No one character of mine is a complete clone, so don’t go looking for any “Mary Sue” in my stories. But there’s no escaping that We Three‘s Elena and Jess have big parts of me. Elena has this deep desire to make her own singular stamp on the world, which is why she’s trying to start a business. It’s a lot like me right now, trying to figure out what it is I’m meant to do (yet again between jobs/careers I go through this roughly every five years). And the frustration of not being able to clearly communicate that, and hope that the people or person in her life will understand anyway. Yeah, that’s all me. Jess is also just trying to find her place (literally not just figuratively), too. It’s one of the reasons Elena clicks with her.
Eric manifests my compersion. I love seeing my spouse happy, whether or not I’m the one directly making that moment. This is not about sex. Let me give you an example. He (my spouse) loves making music and has been in and out of bands for more than 20 years. I enjoy his music, but I can almost never go see him play, because the venues are usually horribly smoky bars. But he goes and he spends time doing something he loves and comes back happy. That makes me happy for him. My husband is also my unconditional support. Even for the writing I do, which has gotten him weird looks from other people.

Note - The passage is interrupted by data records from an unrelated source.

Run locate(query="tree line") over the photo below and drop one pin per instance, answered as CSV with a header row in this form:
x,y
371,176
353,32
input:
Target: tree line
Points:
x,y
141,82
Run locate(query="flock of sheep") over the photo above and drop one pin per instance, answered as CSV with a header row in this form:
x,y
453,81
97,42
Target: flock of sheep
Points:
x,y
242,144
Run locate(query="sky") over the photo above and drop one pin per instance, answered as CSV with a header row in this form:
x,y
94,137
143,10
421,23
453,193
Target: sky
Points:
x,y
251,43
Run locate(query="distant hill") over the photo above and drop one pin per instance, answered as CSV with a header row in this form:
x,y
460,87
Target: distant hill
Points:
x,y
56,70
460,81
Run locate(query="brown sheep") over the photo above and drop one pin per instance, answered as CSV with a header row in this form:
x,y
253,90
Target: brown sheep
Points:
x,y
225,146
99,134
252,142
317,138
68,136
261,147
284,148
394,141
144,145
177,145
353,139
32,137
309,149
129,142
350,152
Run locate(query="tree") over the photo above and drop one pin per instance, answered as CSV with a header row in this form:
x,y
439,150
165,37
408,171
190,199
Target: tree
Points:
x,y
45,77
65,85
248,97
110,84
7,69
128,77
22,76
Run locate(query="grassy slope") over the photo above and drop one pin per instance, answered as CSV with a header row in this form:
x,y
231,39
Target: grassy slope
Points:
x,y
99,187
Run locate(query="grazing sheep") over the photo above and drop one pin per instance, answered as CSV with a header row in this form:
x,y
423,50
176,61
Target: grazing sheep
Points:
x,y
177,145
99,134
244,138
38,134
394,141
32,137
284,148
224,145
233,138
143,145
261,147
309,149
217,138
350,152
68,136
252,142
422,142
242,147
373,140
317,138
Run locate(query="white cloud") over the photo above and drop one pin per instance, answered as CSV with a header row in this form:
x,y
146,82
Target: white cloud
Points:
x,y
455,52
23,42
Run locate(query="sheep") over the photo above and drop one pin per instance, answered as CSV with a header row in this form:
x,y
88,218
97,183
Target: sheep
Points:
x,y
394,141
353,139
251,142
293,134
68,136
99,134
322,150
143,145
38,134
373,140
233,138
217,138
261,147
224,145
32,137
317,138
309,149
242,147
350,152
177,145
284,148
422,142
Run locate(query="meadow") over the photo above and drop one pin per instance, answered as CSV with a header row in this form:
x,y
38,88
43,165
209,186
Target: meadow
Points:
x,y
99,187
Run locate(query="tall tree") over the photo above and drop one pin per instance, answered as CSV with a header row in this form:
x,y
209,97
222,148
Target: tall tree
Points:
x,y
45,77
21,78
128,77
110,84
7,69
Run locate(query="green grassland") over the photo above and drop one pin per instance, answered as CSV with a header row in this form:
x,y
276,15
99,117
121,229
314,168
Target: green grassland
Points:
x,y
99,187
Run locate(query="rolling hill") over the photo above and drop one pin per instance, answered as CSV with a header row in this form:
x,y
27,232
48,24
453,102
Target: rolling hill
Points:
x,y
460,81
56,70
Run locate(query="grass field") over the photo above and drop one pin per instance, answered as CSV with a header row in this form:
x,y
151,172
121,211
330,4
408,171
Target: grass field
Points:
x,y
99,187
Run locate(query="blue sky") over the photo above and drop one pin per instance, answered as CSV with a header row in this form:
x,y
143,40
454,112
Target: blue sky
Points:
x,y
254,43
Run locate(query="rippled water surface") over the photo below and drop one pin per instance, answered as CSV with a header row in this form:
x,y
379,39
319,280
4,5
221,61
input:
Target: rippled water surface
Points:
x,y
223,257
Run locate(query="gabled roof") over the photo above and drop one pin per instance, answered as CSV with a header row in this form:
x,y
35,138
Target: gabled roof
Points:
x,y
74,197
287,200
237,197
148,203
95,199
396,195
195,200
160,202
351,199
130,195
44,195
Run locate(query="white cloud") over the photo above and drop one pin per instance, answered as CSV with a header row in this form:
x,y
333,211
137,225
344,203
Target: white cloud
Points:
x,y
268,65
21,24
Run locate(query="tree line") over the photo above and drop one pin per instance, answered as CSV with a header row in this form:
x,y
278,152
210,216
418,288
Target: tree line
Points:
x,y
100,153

But writing makes me happy, so he makes sure I get time left alone to do it.
Now more “me” that shows up in my stories.
In my first two novels, Turning Point and Turn for Home, Brenna and Cassidy were the two sides of me figuring out how to express my interest in women. Yes, I was (and am) married to a man, very happily (see above). But these novels began as a chance to explore a fantasy. I was not writing a guidebook, I was writing a Hollywood romance. But having my imagination at least being able to start from within an otherwise healthy relationship allowed me to be inside their heads for their thoughts. It also helped to build the conversation Bren had with her husband, and the one Cass had with her boyfriend.
Cassidy’s ex-husband Mitch, on the other hand, is thankfully like no one I know personally. Writing that scene (if you’ve read Turning Point, you know the one I mean) gave me nightmares for a week before and after.